In North Dakota, as in other states, towns and counties were charged with the care of the poor. Most counties maintained “poor farms” where people with no means of support could be sent. Counties maintained funds which would allow it to buy groceries, pay rent, or provide medical care for the poor, called welfare recipients. Prior to the onset of Depression, counties rarely needed more than a few hundred dollars for assistance purposes.
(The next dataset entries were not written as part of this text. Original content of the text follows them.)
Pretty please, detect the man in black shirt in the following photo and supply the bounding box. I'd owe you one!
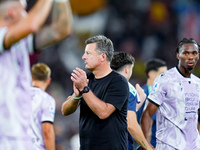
[62,35,129,150]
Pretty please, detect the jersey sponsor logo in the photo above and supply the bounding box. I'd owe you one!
[49,106,55,115]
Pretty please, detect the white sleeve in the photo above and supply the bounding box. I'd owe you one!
[27,34,34,54]
[0,27,8,53]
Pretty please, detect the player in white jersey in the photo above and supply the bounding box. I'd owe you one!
[0,0,70,150]
[31,63,55,150]
[141,38,200,150]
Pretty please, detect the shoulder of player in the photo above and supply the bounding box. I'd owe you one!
[32,87,55,100]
That changed dramatically after 1929. The numbers of unemployed workers and distressed farmers swelled to unmanageable proportions. Neither towns nor counties could handle the flood of requests for assistance. The numbers of people with no income mushroomed. Local governments were broke, or nearly so.
In this national catastrophe only the federal government could provide the help that the people needed. In 1932, the nation’s and North Dakota’s worst year, Roosevelt, if elected, promised the American people a New Deal. He won in a landslide and organized federal government action to fight the depression. The North Star Dakotan’s special report, “The New Deal in North Dakota,” chronicles the work of federal programs in the state. Because of the drought, North Dakota was the hardest hit of all the states. The New Deal programs ended laissez faire government and meant survival for North Dakota’s people.